Following the violence, which claimed the lives of over 900 Muslims, a commission of enquiry consisting of Justice Ram Nandan Prasad, Justice Ram Chandra Prasad Sinha, and Justice S. Shamsul Hasan, all retired judges of the Patna high court, found that though tension over Ramshila processions had already been building up in Bhagalpur for at least a year prior to 1989, yet the administration and police allowed the procession through Tatarpur.

It said the “mob consisting of thousands of miscreants” was permitted by the police to deviate from the licenced route, enter Tatarpur, and wreak havoc against the defenseless Muslim populace.

‘India slipping as an electoral democracy’

Meanwhile, in his foreword to the report, Justice Rohinton Nariman says that it was an initiative by a group of private lawyers to “research and bring out a report which gives us an indication of the present state of affairs in the nation, in the context of various Ram Navami and Hanuman Jayanti processions that were taken out in April 2022.”

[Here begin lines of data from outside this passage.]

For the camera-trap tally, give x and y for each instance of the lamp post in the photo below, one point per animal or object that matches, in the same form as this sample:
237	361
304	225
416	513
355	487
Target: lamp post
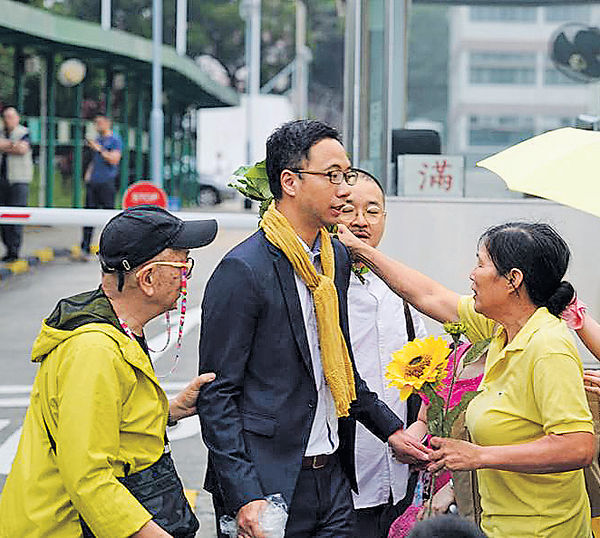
250	12
157	117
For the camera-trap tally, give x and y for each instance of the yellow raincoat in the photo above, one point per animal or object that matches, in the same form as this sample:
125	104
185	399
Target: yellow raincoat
98	395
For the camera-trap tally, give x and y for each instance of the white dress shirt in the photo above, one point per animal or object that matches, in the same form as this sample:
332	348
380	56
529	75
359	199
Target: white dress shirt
377	329
324	437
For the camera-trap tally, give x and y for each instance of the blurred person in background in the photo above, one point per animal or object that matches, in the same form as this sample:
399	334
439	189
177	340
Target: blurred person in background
98	415
101	174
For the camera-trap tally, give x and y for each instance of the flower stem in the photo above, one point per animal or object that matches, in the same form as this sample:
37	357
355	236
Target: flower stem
449	397
431	494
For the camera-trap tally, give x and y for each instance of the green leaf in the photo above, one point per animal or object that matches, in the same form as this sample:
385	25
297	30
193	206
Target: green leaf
264	206
457	410
435	413
476	350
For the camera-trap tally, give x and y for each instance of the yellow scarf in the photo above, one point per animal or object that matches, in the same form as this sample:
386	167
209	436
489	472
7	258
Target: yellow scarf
334	353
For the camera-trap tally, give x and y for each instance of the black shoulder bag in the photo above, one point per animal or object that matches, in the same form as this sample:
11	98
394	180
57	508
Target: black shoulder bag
160	491
413	404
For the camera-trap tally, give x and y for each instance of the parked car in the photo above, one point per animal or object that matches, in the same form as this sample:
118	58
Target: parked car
212	191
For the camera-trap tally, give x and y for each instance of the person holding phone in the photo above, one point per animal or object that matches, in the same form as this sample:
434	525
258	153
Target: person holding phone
101	174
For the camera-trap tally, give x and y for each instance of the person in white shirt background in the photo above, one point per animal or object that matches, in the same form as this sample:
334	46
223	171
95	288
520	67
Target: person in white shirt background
379	325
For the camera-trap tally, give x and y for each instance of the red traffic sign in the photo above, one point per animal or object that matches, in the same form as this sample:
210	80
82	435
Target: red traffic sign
145	193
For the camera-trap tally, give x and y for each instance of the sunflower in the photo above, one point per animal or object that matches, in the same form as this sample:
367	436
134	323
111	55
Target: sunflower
418	362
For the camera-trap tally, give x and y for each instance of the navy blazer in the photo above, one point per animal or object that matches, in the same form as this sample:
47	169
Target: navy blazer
256	416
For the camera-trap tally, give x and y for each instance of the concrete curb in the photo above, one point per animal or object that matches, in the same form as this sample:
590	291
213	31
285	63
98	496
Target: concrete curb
39	257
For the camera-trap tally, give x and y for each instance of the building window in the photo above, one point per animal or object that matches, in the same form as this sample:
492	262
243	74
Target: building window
502	68
499	131
503	14
571	13
553	77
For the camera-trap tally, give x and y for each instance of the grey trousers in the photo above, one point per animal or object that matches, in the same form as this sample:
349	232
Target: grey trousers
12	194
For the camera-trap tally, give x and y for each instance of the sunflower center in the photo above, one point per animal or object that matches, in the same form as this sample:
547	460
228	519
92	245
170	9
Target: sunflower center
417	366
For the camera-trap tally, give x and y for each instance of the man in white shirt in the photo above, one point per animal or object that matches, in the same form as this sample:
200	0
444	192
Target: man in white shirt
378	327
271	423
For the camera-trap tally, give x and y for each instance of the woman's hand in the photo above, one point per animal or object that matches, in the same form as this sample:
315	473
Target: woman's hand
440	503
591	379
184	404
454	455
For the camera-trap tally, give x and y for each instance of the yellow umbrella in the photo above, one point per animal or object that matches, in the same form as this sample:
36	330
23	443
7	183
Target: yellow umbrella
561	165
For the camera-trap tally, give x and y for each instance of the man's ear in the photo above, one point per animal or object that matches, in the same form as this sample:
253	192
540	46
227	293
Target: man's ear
515	278
289	183
146	282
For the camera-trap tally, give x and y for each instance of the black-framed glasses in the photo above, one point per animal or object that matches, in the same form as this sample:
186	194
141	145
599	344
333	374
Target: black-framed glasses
188	265
335	176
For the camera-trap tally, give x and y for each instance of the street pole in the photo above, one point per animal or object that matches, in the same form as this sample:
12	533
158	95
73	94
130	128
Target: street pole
301	78
181	28
250	12
157	117
105	15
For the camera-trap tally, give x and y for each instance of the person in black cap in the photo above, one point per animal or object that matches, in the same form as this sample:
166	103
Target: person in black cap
97	410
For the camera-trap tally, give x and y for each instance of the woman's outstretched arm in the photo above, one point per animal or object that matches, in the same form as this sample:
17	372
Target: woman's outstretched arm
425	294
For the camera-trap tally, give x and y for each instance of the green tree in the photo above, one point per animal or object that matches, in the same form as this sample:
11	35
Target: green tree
428	63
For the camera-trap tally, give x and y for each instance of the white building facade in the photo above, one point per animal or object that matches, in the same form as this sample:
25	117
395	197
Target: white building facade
503	87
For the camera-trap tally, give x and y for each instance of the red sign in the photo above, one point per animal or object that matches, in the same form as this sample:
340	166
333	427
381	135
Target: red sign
145	193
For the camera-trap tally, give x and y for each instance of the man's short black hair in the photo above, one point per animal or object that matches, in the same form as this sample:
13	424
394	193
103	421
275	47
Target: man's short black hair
363	174
445	526
289	145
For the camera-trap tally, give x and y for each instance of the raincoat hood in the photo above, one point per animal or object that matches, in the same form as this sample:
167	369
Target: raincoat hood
74	315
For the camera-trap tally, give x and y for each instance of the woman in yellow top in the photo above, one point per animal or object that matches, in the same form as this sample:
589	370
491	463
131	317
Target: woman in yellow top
531	425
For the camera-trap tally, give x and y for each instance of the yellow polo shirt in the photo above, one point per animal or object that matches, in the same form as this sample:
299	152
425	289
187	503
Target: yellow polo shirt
531	387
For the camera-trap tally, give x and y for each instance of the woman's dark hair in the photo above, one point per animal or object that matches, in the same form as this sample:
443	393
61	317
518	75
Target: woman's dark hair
539	253
289	145
446	526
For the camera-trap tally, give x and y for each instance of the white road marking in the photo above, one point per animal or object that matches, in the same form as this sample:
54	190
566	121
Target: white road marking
15	389
8	451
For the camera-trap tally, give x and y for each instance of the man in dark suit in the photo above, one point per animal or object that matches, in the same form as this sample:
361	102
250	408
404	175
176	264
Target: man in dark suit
269	419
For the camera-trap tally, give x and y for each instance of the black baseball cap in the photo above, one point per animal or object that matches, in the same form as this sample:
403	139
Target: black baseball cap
136	235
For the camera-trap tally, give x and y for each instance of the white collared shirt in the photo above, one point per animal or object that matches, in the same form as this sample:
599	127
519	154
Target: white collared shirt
324	433
377	329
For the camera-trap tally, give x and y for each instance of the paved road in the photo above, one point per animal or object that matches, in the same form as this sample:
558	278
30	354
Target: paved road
26	299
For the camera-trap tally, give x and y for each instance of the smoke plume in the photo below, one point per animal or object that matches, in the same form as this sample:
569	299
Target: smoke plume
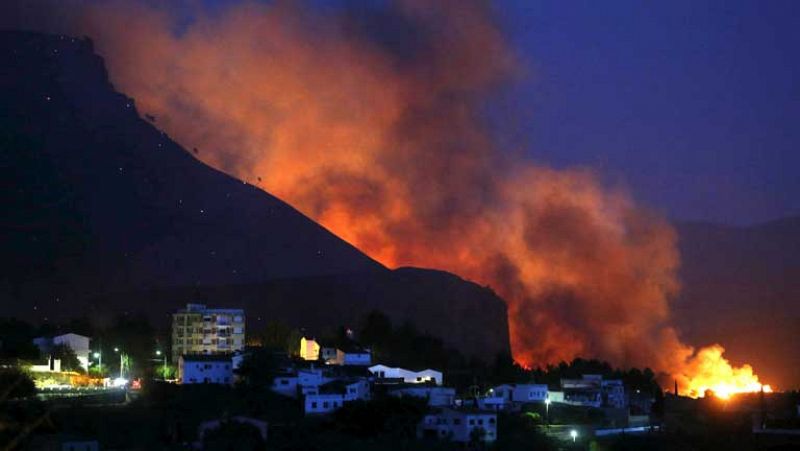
372	121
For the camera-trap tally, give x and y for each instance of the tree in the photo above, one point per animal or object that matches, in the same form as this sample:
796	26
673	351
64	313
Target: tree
69	360
275	335
16	340
234	435
258	368
15	384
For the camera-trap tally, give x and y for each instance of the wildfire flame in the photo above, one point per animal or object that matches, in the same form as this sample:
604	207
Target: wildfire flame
710	371
371	122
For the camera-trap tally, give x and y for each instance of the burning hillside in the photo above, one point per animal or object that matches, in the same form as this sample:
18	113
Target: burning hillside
372	122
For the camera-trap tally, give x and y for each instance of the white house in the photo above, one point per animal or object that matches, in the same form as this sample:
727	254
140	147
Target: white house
78	343
613	393
205	369
354	357
521	393
407	376
328	355
332	395
592	390
459	425
323	403
301	382
309	349
436	396
493	403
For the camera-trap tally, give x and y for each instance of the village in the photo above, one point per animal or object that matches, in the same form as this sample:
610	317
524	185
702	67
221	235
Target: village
208	347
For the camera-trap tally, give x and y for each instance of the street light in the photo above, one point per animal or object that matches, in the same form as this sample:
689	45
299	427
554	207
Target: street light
99	358
547	412
164	371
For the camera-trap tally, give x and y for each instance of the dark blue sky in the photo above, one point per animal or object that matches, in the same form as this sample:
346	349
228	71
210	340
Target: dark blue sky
693	105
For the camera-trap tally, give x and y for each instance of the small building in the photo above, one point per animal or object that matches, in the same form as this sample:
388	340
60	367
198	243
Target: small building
463	425
328	355
493	403
322	403
78	343
521	393
613	392
300	382
436	396
592	391
309	349
387	373
198	329
353	356
205	369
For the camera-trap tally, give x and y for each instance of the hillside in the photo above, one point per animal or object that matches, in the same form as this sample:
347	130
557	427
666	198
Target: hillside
103	213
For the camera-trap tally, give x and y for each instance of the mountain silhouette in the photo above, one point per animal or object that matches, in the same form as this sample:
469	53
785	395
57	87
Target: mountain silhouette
103	214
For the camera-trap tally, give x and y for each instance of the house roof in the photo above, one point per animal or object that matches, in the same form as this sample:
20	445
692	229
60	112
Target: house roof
337	386
206	357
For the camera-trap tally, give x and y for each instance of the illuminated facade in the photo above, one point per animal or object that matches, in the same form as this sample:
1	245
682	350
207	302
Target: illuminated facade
309	349
201	330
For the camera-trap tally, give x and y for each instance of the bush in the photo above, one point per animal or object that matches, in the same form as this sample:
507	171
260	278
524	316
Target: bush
233	435
15	383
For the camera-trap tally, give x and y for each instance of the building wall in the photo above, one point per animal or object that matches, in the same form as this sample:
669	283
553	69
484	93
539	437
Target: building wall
206	372
324	403
353	358
409	377
358	391
200	330
309	349
458	425
436	396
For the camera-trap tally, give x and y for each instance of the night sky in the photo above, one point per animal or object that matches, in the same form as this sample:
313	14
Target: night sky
694	105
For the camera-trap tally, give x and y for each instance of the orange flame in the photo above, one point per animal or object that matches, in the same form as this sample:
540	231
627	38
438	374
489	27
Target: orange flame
710	371
381	139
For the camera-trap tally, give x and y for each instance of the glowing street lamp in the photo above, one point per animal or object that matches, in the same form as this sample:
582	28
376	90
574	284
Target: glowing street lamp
547	411
164	371
99	358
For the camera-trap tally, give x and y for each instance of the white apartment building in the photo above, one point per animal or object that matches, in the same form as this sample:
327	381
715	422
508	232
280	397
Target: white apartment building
459	425
205	369
407	376
201	330
77	343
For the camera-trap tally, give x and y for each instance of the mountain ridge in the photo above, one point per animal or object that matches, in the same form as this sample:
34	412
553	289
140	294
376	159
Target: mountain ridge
104	214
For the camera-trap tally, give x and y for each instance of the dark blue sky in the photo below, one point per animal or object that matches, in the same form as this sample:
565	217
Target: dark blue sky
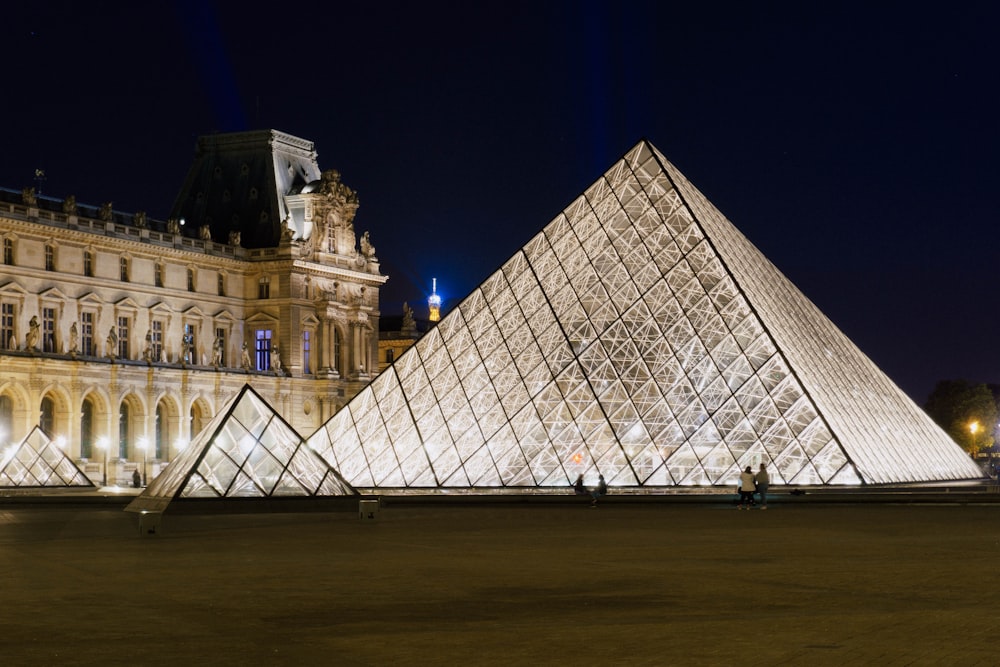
856	147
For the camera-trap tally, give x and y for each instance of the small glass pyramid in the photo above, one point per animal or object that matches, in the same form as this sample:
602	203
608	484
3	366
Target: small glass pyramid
37	461
246	451
640	336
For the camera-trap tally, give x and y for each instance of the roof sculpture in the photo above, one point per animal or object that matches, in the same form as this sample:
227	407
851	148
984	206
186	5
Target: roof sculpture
246	451
38	462
639	335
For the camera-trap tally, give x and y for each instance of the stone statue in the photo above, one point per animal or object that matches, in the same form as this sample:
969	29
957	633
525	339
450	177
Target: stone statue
187	348
74	340
367	249
31	338
147	348
409	324
112	343
217	352
245	357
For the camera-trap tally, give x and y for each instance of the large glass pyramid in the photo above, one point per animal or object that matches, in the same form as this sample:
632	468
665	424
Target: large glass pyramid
639	335
38	461
246	451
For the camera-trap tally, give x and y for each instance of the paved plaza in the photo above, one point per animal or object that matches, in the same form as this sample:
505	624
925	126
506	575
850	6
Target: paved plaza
649	583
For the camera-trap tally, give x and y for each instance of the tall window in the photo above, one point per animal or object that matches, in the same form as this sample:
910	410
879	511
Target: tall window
7	325
187	349
219	347
6	419
161	432
306	352
48	329
123	331
262	347
156	344
87	334
47	418
336	351
87	429
123	427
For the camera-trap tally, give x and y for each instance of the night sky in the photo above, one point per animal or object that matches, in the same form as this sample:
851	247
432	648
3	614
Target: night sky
856	147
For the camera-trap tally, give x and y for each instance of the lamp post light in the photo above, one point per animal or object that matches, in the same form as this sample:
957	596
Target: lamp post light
102	444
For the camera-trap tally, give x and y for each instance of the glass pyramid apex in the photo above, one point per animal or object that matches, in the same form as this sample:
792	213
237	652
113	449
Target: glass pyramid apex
640	336
247	450
38	462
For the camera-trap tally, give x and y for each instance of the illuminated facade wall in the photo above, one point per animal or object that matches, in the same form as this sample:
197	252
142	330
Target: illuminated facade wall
142	323
642	337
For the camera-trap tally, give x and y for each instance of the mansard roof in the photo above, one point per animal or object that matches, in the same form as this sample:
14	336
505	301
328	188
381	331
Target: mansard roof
238	181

He recalled how the University of Gothenburg has with a report titled “Varieties of Democracy (V-Dem) Annual Report 2023” that speaks of democracy all over the globe. “When it comes to India, the report reveals that in the period from the year 1972 to the year 2020, save and except for the years 1975 and 1976 when there was an Emergency declared in the country, and in the years 2015 and 2020, India belonged to the second group of electoral democracies. Significantly, in recent years, India has slipped into the third group of electoral autocracies.”

Justice Nariman further added that “another graph shows that there is a constant downward movement from the years 2012 to 2022 insofar as democratic values are concerned. Also, the Academic Freedom Index shows that there is a substantial decline in the freedom to think and write as one pleases during these years.

‘Need to sensitise police, tell them Muslims in India are Indians’

He says the report by the Citizens and Lawyers Initiative only corroborates these findings. “It finds that in nine states of this country, during Ram Navami and Hanuman Jayanti celebrations in April 2022, there were widespread acts of hooliganism and violence.”

Given the Preamble and the fundamental duties chapter of the Constitution of India, the former Supreme Court Judge says: “I believe that it is of primary importance to sensitise the police force in all the States of India to these constitutional values and fundamental duties of the citizens. This can be done by first informing them that Muslims situated in India are Indians.”

He goes on to say, “once this basic fact is drilled into the police force in all the States, things could become much better. Also some way must be found to stop political interference with the functioning of the police in all the States.”